Things haven’t been any better today, with the travel agent’s shares down 4% to $15.53 in early trade.
What happened in the third quarter?
According to the release, after a subdued sales period in January and February, Flight Centre achieved record COVID-period sales revenue during the month of March.
It advised that March turnover was more than $100 million higher than February, up 32.7% month-on-month. This took gross quarterly total transaction value (TTV) back above $1 billion for first time since COVID-19.
However, despite this improvement, Flight Centre is still operating at a loss.
As a result, it is expecting its second half underlying loss to be broadly in line with its first half loss in FY 2021. This appeared to disappoint the market, weighing on the Flight Centre share price.
What was the reaction to this?
Brokers have been giving their opinion on this update today and the reaction has been mixed.
Analysts at Macquarie Group Ltd (ASX: MQG) remain positive on the company and have retained their outperform rating. However, the broker has cut its price target by 12.5% to $17.50.
Macquarie believes that Flight Centre’s valuation is supported by strong macro conditions and the expected shift in its sales mix towards the corporate market.

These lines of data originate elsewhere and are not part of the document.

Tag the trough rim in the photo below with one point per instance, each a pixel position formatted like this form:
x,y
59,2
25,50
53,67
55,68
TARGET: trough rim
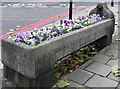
x,y
46,42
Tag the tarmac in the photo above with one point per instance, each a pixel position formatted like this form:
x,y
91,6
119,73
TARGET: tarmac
x,y
97,71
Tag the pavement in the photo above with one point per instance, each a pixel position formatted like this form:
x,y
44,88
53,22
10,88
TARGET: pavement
x,y
97,71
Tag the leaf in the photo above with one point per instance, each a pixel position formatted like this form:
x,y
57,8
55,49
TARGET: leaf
x,y
81,60
18,26
12,30
112,57
62,84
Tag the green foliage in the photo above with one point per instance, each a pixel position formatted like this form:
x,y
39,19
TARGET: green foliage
x,y
11,29
73,61
118,40
112,57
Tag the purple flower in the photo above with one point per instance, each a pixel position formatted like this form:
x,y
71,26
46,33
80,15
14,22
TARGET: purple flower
x,y
61,21
48,38
83,17
65,21
33,39
58,31
23,35
98,15
72,25
42,34
41,38
57,35
72,22
19,40
76,26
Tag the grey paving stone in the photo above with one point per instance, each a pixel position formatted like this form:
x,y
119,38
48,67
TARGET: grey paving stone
x,y
100,58
83,66
98,81
73,85
113,52
99,68
79,76
112,76
112,62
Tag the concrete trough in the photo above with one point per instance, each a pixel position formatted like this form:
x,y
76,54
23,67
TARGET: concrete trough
x,y
27,66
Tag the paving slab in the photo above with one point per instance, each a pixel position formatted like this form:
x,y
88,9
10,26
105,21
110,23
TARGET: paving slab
x,y
83,66
100,58
98,81
1,65
118,87
112,76
99,68
74,85
112,62
114,39
113,52
80,76
1,74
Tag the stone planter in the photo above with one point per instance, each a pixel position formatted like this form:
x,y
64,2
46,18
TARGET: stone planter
x,y
27,66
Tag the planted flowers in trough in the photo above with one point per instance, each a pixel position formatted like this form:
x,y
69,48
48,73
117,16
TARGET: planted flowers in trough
x,y
29,57
36,36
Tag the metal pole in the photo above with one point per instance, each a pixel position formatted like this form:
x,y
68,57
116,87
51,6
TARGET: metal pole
x,y
70,10
112,3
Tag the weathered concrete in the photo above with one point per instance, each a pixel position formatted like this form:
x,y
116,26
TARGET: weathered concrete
x,y
35,64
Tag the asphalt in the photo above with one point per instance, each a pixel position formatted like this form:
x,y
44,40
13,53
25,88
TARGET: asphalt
x,y
94,72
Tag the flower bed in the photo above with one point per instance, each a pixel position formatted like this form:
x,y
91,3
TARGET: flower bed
x,y
73,61
29,59
38,35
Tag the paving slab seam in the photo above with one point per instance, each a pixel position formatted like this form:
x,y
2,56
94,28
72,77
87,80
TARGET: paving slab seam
x,y
75,81
113,79
117,86
80,84
88,64
89,78
99,62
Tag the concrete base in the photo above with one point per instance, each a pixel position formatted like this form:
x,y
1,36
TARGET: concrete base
x,y
23,81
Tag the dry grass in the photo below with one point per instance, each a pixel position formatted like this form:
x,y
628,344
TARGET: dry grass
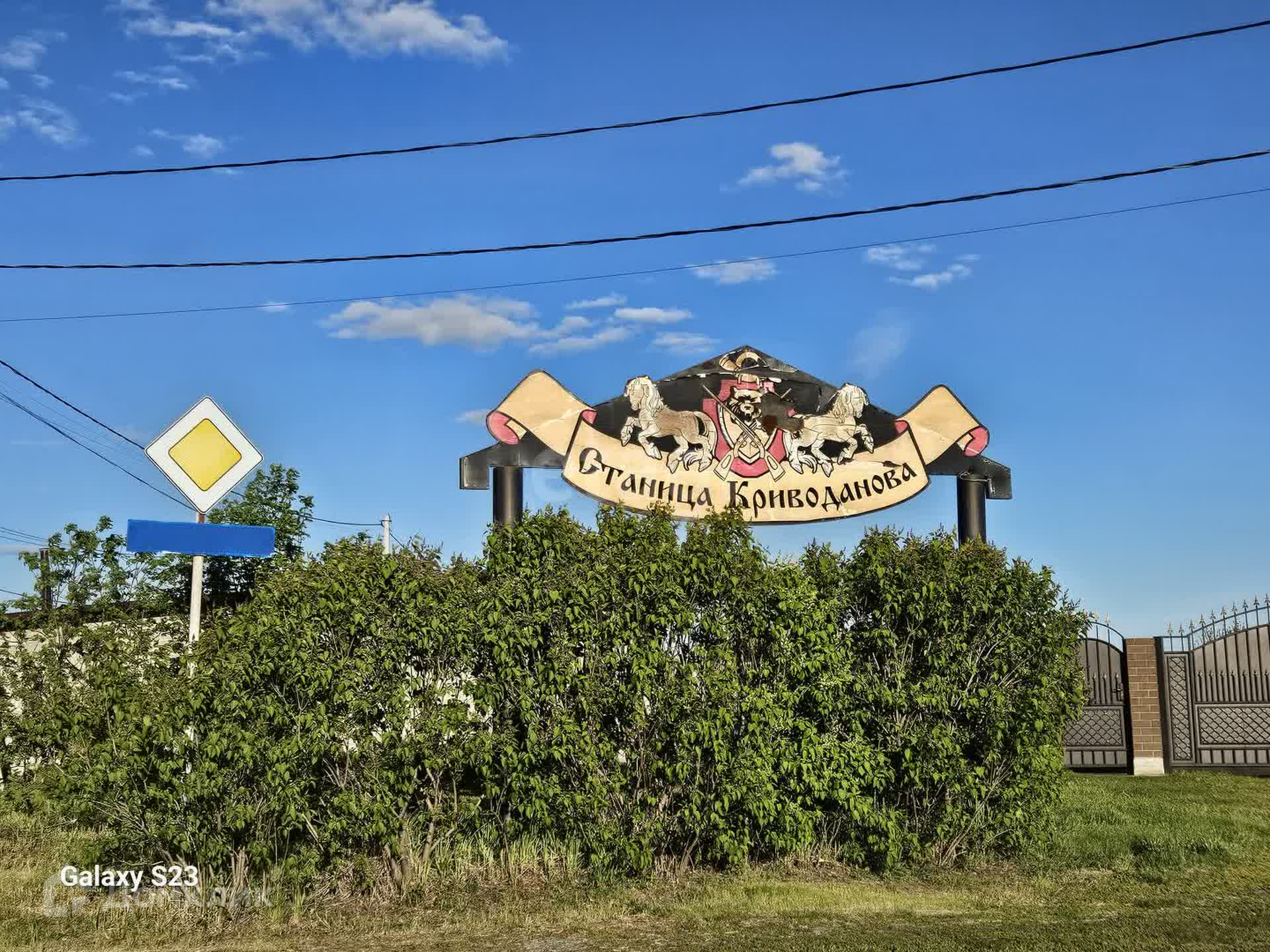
x,y
1137,863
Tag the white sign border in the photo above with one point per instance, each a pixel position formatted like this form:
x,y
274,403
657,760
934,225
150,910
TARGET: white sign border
x,y
159,454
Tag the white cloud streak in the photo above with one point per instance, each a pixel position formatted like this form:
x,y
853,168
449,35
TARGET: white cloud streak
x,y
48,121
810,169
172,78
606,301
652,315
686,344
737,272
196,143
934,281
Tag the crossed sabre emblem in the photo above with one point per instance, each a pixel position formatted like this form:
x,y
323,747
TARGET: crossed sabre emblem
x,y
724,466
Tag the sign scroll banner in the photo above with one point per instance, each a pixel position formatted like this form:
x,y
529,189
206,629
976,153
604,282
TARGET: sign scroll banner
x,y
793,467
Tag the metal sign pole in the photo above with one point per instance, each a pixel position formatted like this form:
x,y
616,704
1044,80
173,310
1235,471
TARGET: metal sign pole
x,y
508,494
196,596
972,496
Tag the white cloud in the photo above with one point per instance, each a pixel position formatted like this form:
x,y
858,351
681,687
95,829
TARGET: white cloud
x,y
365,27
575,343
913,258
194,143
878,344
24,52
480,323
606,301
161,77
934,281
568,324
902,258
806,164
680,343
737,272
652,315
48,121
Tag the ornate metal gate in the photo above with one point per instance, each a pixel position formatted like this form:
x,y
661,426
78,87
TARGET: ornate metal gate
x,y
1216,680
1100,739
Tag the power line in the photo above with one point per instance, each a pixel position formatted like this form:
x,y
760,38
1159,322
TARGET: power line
x,y
662,121
85,446
121,436
611,276
657,235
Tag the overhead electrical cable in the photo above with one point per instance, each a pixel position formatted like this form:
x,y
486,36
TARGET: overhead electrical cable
x,y
12,531
676,233
662,121
610,276
31,413
121,436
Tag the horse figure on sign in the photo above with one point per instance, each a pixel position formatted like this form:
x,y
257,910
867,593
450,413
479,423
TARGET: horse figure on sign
x,y
840,424
693,430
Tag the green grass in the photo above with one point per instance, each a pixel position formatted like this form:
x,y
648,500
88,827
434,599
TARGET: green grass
x,y
1136,863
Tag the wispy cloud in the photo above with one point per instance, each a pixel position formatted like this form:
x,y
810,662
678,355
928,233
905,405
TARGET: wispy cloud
x,y
606,301
916,258
27,51
479,323
652,315
198,143
800,163
228,31
575,343
48,121
171,78
934,281
737,272
686,344
902,258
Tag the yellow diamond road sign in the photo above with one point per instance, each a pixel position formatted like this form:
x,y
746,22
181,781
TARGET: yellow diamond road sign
x,y
204,455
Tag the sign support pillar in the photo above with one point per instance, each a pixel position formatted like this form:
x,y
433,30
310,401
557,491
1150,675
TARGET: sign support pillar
x,y
196,594
972,498
508,494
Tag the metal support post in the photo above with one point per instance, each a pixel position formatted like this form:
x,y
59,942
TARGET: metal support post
x,y
972,499
508,494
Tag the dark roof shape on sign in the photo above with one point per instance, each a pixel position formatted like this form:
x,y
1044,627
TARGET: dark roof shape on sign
x,y
532,454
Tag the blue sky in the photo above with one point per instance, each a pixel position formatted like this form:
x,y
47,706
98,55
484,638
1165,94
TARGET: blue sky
x,y
1118,362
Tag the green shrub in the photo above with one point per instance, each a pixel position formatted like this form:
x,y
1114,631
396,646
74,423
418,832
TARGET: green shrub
x,y
636,695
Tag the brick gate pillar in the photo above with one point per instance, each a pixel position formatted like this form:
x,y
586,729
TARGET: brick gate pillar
x,y
1148,750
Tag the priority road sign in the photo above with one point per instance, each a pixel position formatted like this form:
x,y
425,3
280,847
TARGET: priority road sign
x,y
204,455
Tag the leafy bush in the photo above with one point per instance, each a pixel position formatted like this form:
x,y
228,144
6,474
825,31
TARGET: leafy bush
x,y
650,698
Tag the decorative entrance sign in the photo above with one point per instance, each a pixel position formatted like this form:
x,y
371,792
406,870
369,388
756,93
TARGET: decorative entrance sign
x,y
742,430
204,455
201,539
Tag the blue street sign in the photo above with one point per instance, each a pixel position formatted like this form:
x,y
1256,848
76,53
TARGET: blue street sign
x,y
200,539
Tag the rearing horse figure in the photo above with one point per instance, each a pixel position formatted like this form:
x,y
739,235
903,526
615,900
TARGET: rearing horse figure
x,y
840,424
693,432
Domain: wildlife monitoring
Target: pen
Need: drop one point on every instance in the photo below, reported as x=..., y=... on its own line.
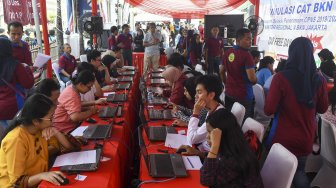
x=190, y=162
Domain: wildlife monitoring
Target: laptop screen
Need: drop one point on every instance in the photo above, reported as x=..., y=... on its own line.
x=143, y=149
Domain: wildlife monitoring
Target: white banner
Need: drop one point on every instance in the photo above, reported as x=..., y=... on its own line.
x=285, y=20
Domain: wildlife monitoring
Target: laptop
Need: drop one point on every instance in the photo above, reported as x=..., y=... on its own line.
x=107, y=112
x=158, y=81
x=123, y=86
x=156, y=133
x=155, y=89
x=155, y=114
x=125, y=79
x=96, y=132
x=162, y=165
x=83, y=167
x=128, y=73
x=156, y=75
x=117, y=97
x=158, y=101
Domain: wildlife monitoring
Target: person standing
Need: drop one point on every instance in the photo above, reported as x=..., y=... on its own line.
x=238, y=73
x=152, y=51
x=67, y=63
x=213, y=51
x=21, y=51
x=295, y=96
x=112, y=40
x=12, y=74
x=124, y=41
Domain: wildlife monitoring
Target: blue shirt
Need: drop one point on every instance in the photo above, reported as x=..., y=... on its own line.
x=263, y=75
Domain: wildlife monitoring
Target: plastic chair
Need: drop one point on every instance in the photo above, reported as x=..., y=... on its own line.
x=259, y=113
x=55, y=68
x=325, y=177
x=239, y=111
x=258, y=128
x=279, y=168
x=83, y=58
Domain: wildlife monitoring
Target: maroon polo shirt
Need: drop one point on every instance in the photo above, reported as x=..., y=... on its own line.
x=22, y=53
x=214, y=46
x=126, y=40
x=236, y=60
x=67, y=63
x=112, y=42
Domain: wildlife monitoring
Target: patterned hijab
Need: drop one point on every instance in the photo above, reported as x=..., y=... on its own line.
x=7, y=62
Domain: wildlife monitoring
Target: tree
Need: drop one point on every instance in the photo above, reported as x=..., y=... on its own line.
x=59, y=28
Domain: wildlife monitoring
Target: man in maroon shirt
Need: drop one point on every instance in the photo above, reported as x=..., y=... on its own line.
x=124, y=41
x=112, y=40
x=239, y=66
x=213, y=51
x=21, y=51
x=67, y=63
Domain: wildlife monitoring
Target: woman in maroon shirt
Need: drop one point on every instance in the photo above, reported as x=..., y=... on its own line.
x=295, y=96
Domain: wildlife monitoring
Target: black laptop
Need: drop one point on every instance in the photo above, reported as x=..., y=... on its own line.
x=96, y=132
x=162, y=165
x=117, y=97
x=123, y=86
x=157, y=81
x=107, y=112
x=156, y=133
x=156, y=75
x=155, y=114
x=127, y=73
x=125, y=79
x=83, y=167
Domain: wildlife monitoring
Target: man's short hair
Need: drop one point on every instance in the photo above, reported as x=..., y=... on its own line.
x=46, y=86
x=255, y=53
x=14, y=24
x=93, y=55
x=241, y=33
x=211, y=83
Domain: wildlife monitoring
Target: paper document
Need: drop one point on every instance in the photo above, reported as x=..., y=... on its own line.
x=41, y=59
x=74, y=158
x=108, y=93
x=175, y=140
x=192, y=162
x=79, y=131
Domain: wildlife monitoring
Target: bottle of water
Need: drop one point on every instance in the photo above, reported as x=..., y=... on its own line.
x=150, y=96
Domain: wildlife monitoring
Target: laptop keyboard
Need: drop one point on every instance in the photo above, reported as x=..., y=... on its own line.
x=107, y=112
x=163, y=164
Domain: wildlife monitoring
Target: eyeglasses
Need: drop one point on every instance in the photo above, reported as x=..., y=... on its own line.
x=47, y=119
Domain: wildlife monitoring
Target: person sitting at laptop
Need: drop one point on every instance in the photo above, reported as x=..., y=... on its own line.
x=230, y=162
x=182, y=113
x=68, y=113
x=208, y=90
x=28, y=143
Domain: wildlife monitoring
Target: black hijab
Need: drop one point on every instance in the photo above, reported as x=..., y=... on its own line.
x=301, y=71
x=7, y=62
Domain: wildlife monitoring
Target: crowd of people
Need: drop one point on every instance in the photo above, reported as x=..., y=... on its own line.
x=34, y=128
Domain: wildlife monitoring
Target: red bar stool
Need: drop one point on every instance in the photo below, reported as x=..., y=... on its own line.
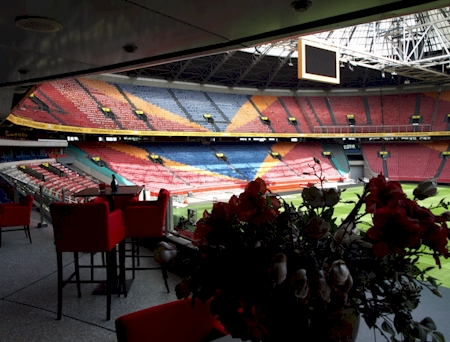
x=89, y=228
x=178, y=321
x=145, y=219
x=16, y=214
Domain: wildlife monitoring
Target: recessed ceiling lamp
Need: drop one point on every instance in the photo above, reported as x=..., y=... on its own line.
x=37, y=24
x=301, y=5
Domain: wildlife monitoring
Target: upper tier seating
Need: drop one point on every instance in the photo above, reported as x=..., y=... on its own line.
x=71, y=181
x=78, y=103
x=110, y=97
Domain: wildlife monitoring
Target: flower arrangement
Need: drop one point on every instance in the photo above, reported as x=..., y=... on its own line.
x=273, y=271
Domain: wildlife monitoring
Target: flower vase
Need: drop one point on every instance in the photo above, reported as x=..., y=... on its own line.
x=339, y=326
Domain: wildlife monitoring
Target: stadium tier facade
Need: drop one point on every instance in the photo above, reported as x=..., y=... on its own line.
x=198, y=141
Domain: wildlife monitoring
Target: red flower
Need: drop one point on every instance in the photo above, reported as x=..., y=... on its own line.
x=382, y=192
x=256, y=187
x=220, y=211
x=393, y=230
x=202, y=229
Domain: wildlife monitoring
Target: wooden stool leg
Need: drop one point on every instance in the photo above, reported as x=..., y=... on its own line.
x=122, y=274
x=133, y=255
x=164, y=272
x=60, y=282
x=111, y=279
x=77, y=273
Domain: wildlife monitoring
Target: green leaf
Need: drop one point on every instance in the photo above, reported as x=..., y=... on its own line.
x=437, y=337
x=422, y=333
x=388, y=328
x=428, y=322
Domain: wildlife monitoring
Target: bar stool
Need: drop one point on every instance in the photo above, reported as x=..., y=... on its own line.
x=89, y=228
x=177, y=321
x=16, y=214
x=145, y=219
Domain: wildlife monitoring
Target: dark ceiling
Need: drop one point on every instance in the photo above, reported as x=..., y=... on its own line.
x=242, y=69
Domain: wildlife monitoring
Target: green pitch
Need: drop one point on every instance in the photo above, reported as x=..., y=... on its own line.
x=341, y=211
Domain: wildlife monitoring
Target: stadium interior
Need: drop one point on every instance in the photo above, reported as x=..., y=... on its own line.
x=200, y=101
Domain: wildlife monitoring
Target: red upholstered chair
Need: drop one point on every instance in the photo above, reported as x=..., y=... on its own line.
x=177, y=321
x=145, y=219
x=16, y=214
x=89, y=228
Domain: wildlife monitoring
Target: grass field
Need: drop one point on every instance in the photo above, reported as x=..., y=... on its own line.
x=342, y=210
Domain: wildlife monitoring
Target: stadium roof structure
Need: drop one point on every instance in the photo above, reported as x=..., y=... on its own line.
x=410, y=49
x=52, y=39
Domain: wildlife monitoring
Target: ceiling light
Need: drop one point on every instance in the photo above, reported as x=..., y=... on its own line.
x=23, y=71
x=37, y=24
x=301, y=5
x=130, y=48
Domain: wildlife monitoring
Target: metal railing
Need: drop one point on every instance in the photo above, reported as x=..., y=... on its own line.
x=372, y=129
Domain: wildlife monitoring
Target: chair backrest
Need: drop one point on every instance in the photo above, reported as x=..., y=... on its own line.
x=28, y=201
x=163, y=201
x=146, y=218
x=83, y=227
x=176, y=321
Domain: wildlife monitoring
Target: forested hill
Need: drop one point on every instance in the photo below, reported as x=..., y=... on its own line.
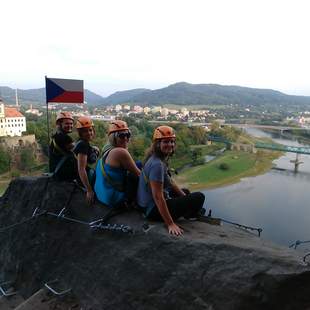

It also notes that a recovery in domestic travel is already underway and the recent Australia-New Zealand travel bubble suggests there could be a gradual recovery in international travel.
Citi has responded to the update by upgrading its recommendation to neutral with a price target of $17.30. It notes that Flight Centre’s earnings outlook remains highly uncertain and isn’t expecting the company to breakeven until FY 2023.
Remaining bearish is Morgan Stanley. Its analysts have retained their underweight rating and cut their price target by 8.5% to $16.00. It has concerns over its valuation and notes that its recovery profile is uncertain.